Everyone, it seems, has a remedy for seasickness.

Folk medicine prescribes eating ginger root or olives. Acupuncturists suggest wearing a leather band around the arm just above the wrist. Ships’ bartenders recommend sipping either brandy and port, or creme de menthe with bitters.

A book about cruise ships advises keeping the stomach empty. An old British medical journal suggests, “cold pork and chutney or corned beef and pickles will sometimes stay down when the daintiest substances the pantry can prepare are promptly rejected.”

If these don’t sound particularly appealing, take heart. There are other effective, scientific remedies for seasickness that range from common-sense eating to prescription medicine.


Ironically, much has been discovered about seasickness from the space program. Motion sickness--a frequent problem for astronauts--occurs when the brain receives erratic stimulation, prompted by movement, of the sensory receptors that regulate balance.

When a ship rolls or pitches it moves the liquid in the semicircular canals and chambers of the inner ear. This stimulates receptors to various parts of the nervous system and some of these nerves connect with the part of the brain that triggers nausea.

Continuous mixed signals can cause the brain to send out impulses for symptoms that are uncalled for: headache, dizziness, nausea and vomiting.

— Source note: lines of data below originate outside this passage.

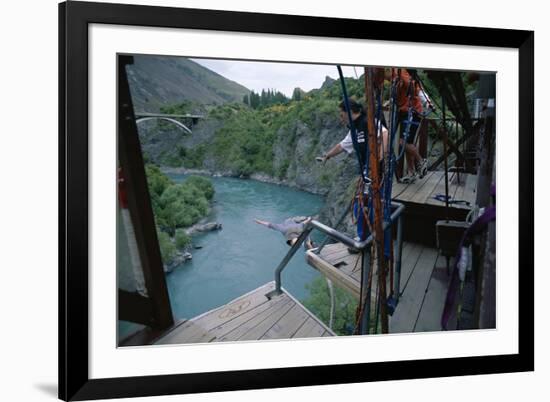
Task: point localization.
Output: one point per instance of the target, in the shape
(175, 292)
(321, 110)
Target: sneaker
(410, 178)
(422, 168)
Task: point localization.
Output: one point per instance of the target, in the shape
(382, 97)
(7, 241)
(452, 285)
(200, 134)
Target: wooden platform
(462, 187)
(252, 316)
(422, 211)
(423, 284)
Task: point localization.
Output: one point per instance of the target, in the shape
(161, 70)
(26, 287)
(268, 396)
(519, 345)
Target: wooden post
(377, 201)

What’s the best way to avoid seasickness?


--Choose a cabin near the middle, most stable, part of the ship.

--Avoid fatigue and minimize drinking and smoking.

--Avoid small, closed spaces.

If you feel ill:

--Stay in fresh air with your eyes focused on the horizon.

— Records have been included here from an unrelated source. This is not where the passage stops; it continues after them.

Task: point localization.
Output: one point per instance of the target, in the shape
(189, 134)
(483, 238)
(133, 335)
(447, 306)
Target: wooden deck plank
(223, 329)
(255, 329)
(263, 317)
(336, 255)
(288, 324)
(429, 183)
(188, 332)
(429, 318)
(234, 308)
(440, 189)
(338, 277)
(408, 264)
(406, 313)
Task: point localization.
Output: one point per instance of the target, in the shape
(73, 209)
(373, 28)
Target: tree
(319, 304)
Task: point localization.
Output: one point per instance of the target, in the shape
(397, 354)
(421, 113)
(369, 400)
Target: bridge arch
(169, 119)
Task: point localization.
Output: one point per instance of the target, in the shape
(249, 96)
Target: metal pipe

--Apply an ice bag or cold cloths to the forehead and back of the neck.

--Avoid strong odors and spicy or greasy foods that may unsettle the stomach.

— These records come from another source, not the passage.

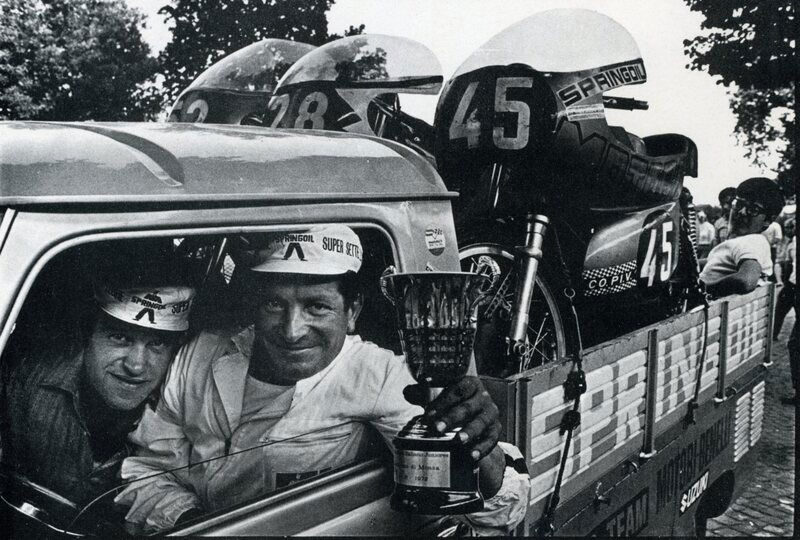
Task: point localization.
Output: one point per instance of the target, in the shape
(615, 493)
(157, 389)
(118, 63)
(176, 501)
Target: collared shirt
(44, 433)
(200, 417)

--Take slow, deep breaths.


--Avoid reading.

--Avoid citrus juices because the acidity can further irritate the lining of the esophagus and the pulp is difficult to digest.

--If possible, eat small but frequent amounts of dry foods such as soda crackers to help settle the stomach.

--Don’t drink carbonated beverages such as cola or ginger ale. Carbonation can bloat an already upset stomach and may prompt more vomiting.

Apple and grape juice at room temperature may be better choices. If you must, drink soft drinks only after they are flat.

--Medication can be effective. Over-the-counter items available are antihistamines such as: Bonine, Dramamine, Benadryl and Phenergan.

Most antihistamines can be given to children 2 years of age and older. Check the package insert or ask your physician. Several of the medications are available in liquid form or chewable tablets.

Another drug, Phenergan, is available through injection and can be useful for treatment of severe symptoms. Ship’s physicians usually stock it.


Astronauts use scopolamine and many ships’ physicians prescribe it. Scopolamine is the active ingredient in Transderm-Scop, the tiny disks that are placed on the skin behind the ear and are effective for two to three days.

Scopolamine may cause dryness of the mouth, dizziness, drowsiness and, at times, hallucinations. Such symptoms are more frequent in the elderly. Transderm-Scop is not recommended for children under 13.

After applying a disk, wash your hands with soap and water. If you rub your eyes with traces of scopolamine on your fingers, your pupils will dilate and you will experience temporary blurring of vision.

If you sail on a cruise ship you probably won’t need medication for seasickness.

Cruise lines generally choose itineraries designed for smooth sailing by using weather reports and the ship’s radar readings to avoid choppy seas.

If a ship runs into bad weather it can use stabilizers to minimize roll and pitch. Also, ships are air-conditioned and well ventilated, eliminating stuffiness that tends to encourage seasickness.

No one knows why one person gets seasick and another doesn’t.

One way you can test your susceptibility is to read a newspaper in a moving car. If that doesn’t bother you, chances are good that you will not be susceptible to seasickness.

Children, generally those under 2, rarely become seasick and older children are less affected than adults. So if you take the children along, chances are they’ll feel fine.